Here is how it works. They try to get men to subscribe to not talk about them being a bitch. But if you get upset outwardly the rule is still supposed to apply. THIS WAY you look like an abusive dude because you are upset at some shit your wife did to you. But if you tell people why you are mad you are in the wrong because “SHHHHH! We don’t talk about your wife being a bitch.”

Now I get tired of it because my wife could stab me in the throat for no reason and I could be like “WHY THEY FUCK!!?!” Then she rolls around in the floor like I DID SOMETHING TO HER. Like I cussed after she stabbed me and everyone is like “Why are you cussing” Yo…she stabbed me! “SHHHHH! We don’t talk about your wife being a bitch.”

It gets worse because people start to give you advice because you are always complaining about being stabbed by your wife. And she gets mad about it.

“Stop making your wife mad”

“She should probably stop stabbing me with a knife”

“SHHHHHH”

Its the dumbest shit ever. Like nothing ever gets resolved because this bitch is on the loose torturing me and everyone just gives her a hug and looks at me mean. It happens all the time. They all act like its the right thing to do but its fucked up to take sides without context. Even if it was my own children I would try to get the context of their relationshit problems before I defend.

What normally happens is that people come after me so much I just tell them that their niece/daughter/daughter in law is fucked up, fill in the context, and then they leave me the fuck alone. I mean otherwise they would have to be an accessory to my wifes abusive nature. But my Aunt in law THINKS that my wife is like her. She takes pride in it. But it isn’t true. My wife stumbles through life pretending she knows what she is doing and when she has control of things she totally blows them off. Because all she wants is control.

She’s a hoarder, she gave me a room in the house with holes in it, wasting all the heating and ac, She neglects me as her husband, my kids are 5 and 7 and she still sleeps with them, sometimes she forgets to feed them and I have to swoop in.

Recently her aunt was here and she brought her aunt to watch a tennis match. but really it was to have her aunt babysit the kids in 90 degree weather. I came to the match (which I didn’t get credit for because it goes against the asshole husband narrative) and every 15 minutes this woman auntie who is bored shitless in 90 degree weather keeps walking up to me like “Your wife said it would be 2 hours. its been 3 and a half. can you do something for your children. its not about me…its your kids.”
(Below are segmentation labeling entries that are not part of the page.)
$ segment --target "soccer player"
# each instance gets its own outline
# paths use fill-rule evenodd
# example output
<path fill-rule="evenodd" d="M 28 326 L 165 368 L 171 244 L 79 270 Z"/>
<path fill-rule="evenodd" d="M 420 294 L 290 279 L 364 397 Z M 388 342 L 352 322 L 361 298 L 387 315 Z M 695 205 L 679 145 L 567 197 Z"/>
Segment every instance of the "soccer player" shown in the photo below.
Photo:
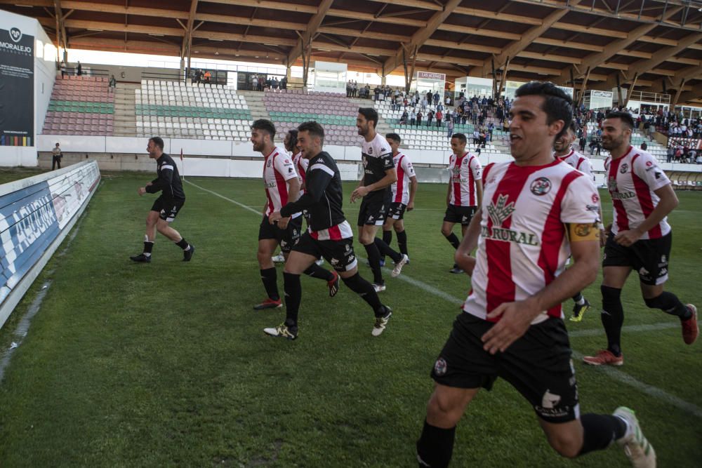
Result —
<path fill-rule="evenodd" d="M 361 144 L 364 175 L 359 186 L 351 194 L 351 203 L 363 199 L 358 213 L 358 237 L 368 254 L 368 262 L 373 271 L 373 287 L 376 292 L 380 292 L 385 290 L 380 270 L 381 253 L 395 262 L 395 268 L 390 274 L 393 278 L 400 274 L 409 258 L 395 251 L 383 239 L 376 237 L 378 227 L 385 224 L 390 208 L 390 186 L 397 180 L 392 151 L 387 140 L 376 132 L 376 125 L 378 112 L 375 109 L 359 108 L 356 127 L 358 134 L 364 138 Z"/>
<path fill-rule="evenodd" d="M 451 149 L 453 154 L 449 159 L 449 189 L 446 194 L 446 213 L 441 233 L 455 248 L 461 241 L 453 234 L 453 225 L 461 223 L 461 236 L 470 224 L 476 207 L 482 201 L 482 181 L 480 180 L 480 161 L 477 156 L 465 151 L 465 135 L 454 133 L 451 138 Z M 453 264 L 449 270 L 451 273 L 463 273 L 459 266 Z"/>
<path fill-rule="evenodd" d="M 409 254 L 407 252 L 407 233 L 404 232 L 404 211 L 411 211 L 414 209 L 414 194 L 417 192 L 417 175 L 414 173 L 412 161 L 406 155 L 400 152 L 399 145 L 402 142 L 397 133 L 388 133 L 385 140 L 392 151 L 392 162 L 397 172 L 397 180 L 390 186 L 392 200 L 388 218 L 383 225 L 383 241 L 386 245 L 390 245 L 392 241 L 392 229 L 397 233 L 397 247 L 400 253 L 407 256 L 407 263 L 409 263 Z"/>
<path fill-rule="evenodd" d="M 392 314 L 390 307 L 380 302 L 373 286 L 358 273 L 358 260 L 353 250 L 353 232 L 341 210 L 343 193 L 341 176 L 336 162 L 322 151 L 324 129 L 317 122 L 305 122 L 298 127 L 298 142 L 303 157 L 309 161 L 305 192 L 297 201 L 289 202 L 269 216 L 270 222 L 307 210 L 310 229 L 292 249 L 285 263 L 285 321 L 263 331 L 272 336 L 295 340 L 298 336 L 298 314 L 302 298 L 300 274 L 316 266 L 314 260 L 324 257 L 341 276 L 342 281 L 373 309 L 376 316 L 371 331 L 380 335 Z M 338 277 L 336 280 L 338 288 Z M 336 290 L 329 289 L 333 296 Z"/>
<path fill-rule="evenodd" d="M 573 142 L 577 138 L 577 132 L 575 129 L 575 122 L 571 121 L 568 126 L 565 133 L 560 138 L 556 138 L 553 143 L 554 156 L 571 166 L 578 171 L 585 174 L 588 179 L 592 182 L 595 187 L 595 194 L 597 193 L 597 186 L 595 183 L 595 175 L 592 174 L 592 164 L 590 159 L 577 152 L 573 149 Z M 597 210 L 600 213 L 600 219 L 602 219 L 602 208 L 600 206 L 600 196 L 596 195 L 596 199 L 592 199 L 592 203 L 590 206 L 592 210 Z M 602 233 L 600 232 L 600 234 Z M 581 291 L 573 296 L 573 315 L 571 316 L 571 321 L 579 322 L 583 320 L 583 316 L 588 309 L 590 309 L 590 301 L 585 298 Z"/>
<path fill-rule="evenodd" d="M 279 245 L 283 255 L 287 257 L 290 249 L 300 239 L 303 224 L 302 213 L 299 211 L 279 220 L 275 225 L 268 221 L 269 215 L 274 211 L 279 211 L 289 201 L 296 200 L 300 192 L 300 180 L 293 161 L 284 150 L 275 146 L 273 142 L 274 137 L 275 127 L 269 120 L 259 119 L 251 126 L 253 150 L 260 152 L 265 158 L 263 183 L 267 199 L 258 227 L 257 256 L 261 281 L 268 297 L 260 304 L 255 305 L 255 310 L 282 307 L 278 293 L 277 275 L 271 255 Z M 305 273 L 326 281 L 330 290 L 337 287 L 334 286 L 338 283 L 336 272 L 319 268 L 315 265 Z"/>
<path fill-rule="evenodd" d="M 173 159 L 164 152 L 164 140 L 159 137 L 150 138 L 146 150 L 149 152 L 150 158 L 156 159 L 157 176 L 145 187 L 140 187 L 137 192 L 140 196 L 145 193 L 161 193 L 154 201 L 151 210 L 146 217 L 144 251 L 130 258 L 134 262 L 151 262 L 151 253 L 154 248 L 156 232 L 158 231 L 183 249 L 183 262 L 190 262 L 192 254 L 195 253 L 195 246 L 189 244 L 178 231 L 171 227 L 171 223 L 185 203 L 185 192 L 183 190 L 178 166 Z"/>
<path fill-rule="evenodd" d="M 529 401 L 562 455 L 603 450 L 616 440 L 635 466 L 654 467 L 633 411 L 580 411 L 561 302 L 597 277 L 600 231 L 597 213 L 586 206 L 592 184 L 552 153 L 572 118 L 571 100 L 553 83 L 537 81 L 515 95 L 514 161 L 485 168 L 485 196 L 456 252 L 472 290 L 432 371 L 436 386 L 417 442 L 419 465 L 449 464 L 466 407 L 501 377 Z M 564 269 L 569 255 L 575 262 Z"/>
<path fill-rule="evenodd" d="M 633 128 L 634 121 L 628 112 L 610 112 L 602 123 L 602 146 L 609 152 L 604 168 L 614 209 L 612 224 L 607 229 L 600 286 L 600 318 L 607 335 L 607 349 L 583 359 L 592 366 L 624 363 L 624 310 L 620 296 L 632 270 L 639 274 L 646 305 L 680 319 L 685 344 L 694 343 L 699 334 L 697 308 L 663 290 L 673 237 L 667 216 L 677 206 L 677 196 L 656 158 L 631 146 Z"/>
I give them my wifes car to drive home and drive my wife home. I’m the asshole of the year.

Later than week I get partnered on youtube. Which is kinda cool. Before I got happy my wife talks shit about it. Saying I worked 14 years for 50 bucks. My aunt comes in because I’m pissed my own wife is hating on me so brazenly. she just sits there. So I stomp off and get mad later and tell her I will remember it forever. Which I will. There is no one I tell the story to that doesn’t think my wife is not an ass. Man or woman. Like my kids were like “Thats so cool!”

Flashback: once I decided to be a tennis teacher. I got my certification and went out to two jobs for an interview. I got BOTH of them the same day. I came home and said it was divine intervention, my wife says its not. Because she can’t STAND that god thought I was special for five seconds. Later on she wants to get married and I want to have a small marriage. ALL THE SUDDEN marriage is about showing THE LORD about how fuckin special she is. Horse shit.
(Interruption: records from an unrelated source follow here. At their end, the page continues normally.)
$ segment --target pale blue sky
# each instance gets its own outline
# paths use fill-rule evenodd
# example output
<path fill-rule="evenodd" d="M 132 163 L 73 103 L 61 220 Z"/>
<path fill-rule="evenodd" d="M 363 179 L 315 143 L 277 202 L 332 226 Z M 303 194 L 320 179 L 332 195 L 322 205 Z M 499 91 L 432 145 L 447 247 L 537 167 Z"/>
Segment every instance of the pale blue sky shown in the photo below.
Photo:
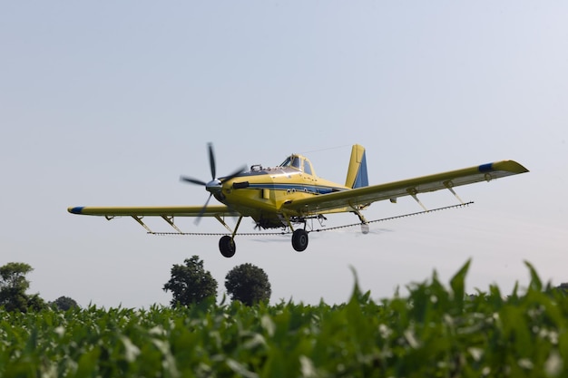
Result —
<path fill-rule="evenodd" d="M 273 301 L 343 302 L 349 266 L 376 298 L 435 269 L 447 282 L 468 258 L 470 292 L 526 286 L 524 260 L 568 281 L 567 19 L 563 1 L 4 2 L 0 264 L 32 265 L 46 300 L 105 306 L 166 305 L 171 266 L 194 254 L 220 294 L 233 267 L 262 267 Z M 354 143 L 372 184 L 505 159 L 531 172 L 460 188 L 468 208 L 312 233 L 301 254 L 289 237 L 241 237 L 227 259 L 217 237 L 66 212 L 201 205 L 208 193 L 179 176 L 209 179 L 208 141 L 220 174 L 300 152 L 342 183 Z M 366 216 L 418 210 L 401 199 Z"/>

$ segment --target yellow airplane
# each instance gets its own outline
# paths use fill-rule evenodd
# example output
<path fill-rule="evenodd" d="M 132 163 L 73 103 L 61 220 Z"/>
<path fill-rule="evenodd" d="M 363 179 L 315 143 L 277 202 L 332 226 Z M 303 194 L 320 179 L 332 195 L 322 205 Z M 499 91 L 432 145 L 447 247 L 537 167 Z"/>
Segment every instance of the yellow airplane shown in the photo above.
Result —
<path fill-rule="evenodd" d="M 514 160 L 504 160 L 483 164 L 434 175 L 404 179 L 380 185 L 368 185 L 365 149 L 354 145 L 345 185 L 321 179 L 310 161 L 304 156 L 292 154 L 281 164 L 272 168 L 253 165 L 229 176 L 216 178 L 213 147 L 210 143 L 209 160 L 212 179 L 209 182 L 181 176 L 185 182 L 201 185 L 210 193 L 202 207 L 72 207 L 73 214 L 103 216 L 107 219 L 129 216 L 140 223 L 149 233 L 153 233 L 142 222 L 143 217 L 162 217 L 176 232 L 183 234 L 174 223 L 175 217 L 213 217 L 230 233 L 219 241 L 219 248 L 225 257 L 231 257 L 236 251 L 235 236 L 244 217 L 250 217 L 260 228 L 288 228 L 292 232 L 292 247 L 300 252 L 308 247 L 307 222 L 308 219 L 322 219 L 324 214 L 351 212 L 361 222 L 363 233 L 368 232 L 368 222 L 361 210 L 372 202 L 388 199 L 397 202 L 399 197 L 411 196 L 423 208 L 416 197 L 439 189 L 448 189 L 463 203 L 455 187 L 479 181 L 528 172 L 524 167 Z M 222 205 L 209 206 L 211 197 Z M 426 208 L 425 208 L 426 210 Z M 224 218 L 236 217 L 234 229 Z M 294 225 L 299 225 L 294 228 Z"/>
So now if I do well I just keep it a secret. That kids and me go off and have fun, its a secret. Because my wife is a bitch that hates that people can have fun without her even though when shes there she makes everything lame and boring as hell.

I’m not saying I’m super interesting, but if you invite me to a party and I go I’m not going to sit in a corner and watch my cell phone pretending that I’m answering emails then come up with an excuse to leave early. Then leave thinking I did YOU a favor. Thats all im saying.
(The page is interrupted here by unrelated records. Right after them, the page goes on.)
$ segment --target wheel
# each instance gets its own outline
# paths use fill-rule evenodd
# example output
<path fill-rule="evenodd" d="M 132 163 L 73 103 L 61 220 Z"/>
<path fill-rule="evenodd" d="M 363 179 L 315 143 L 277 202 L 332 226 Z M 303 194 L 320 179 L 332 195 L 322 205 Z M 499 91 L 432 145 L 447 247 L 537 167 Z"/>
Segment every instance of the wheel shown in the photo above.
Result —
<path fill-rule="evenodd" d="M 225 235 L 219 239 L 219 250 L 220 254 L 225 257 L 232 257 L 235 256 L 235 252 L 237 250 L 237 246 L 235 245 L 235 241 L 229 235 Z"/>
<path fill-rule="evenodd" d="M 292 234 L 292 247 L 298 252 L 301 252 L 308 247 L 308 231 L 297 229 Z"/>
One thought on “German White privilege

  1. I remember listening to marriage vows, and the Preacher said, “And 2 became 1”. I said, to myself, that is mathematically impossible. (I certainly hope they do not try to be one.) It is so difficult to thoroughly know ourselves; I am still doing things I did not remember knowing how to do. So how feasible is it for us to think we know and/or understand someone else.
    I was told one time that a relationship requires tolerating each other. I feel, that each individual is so massively complex, expecting a calm or smooth relationship with one is asking a lot.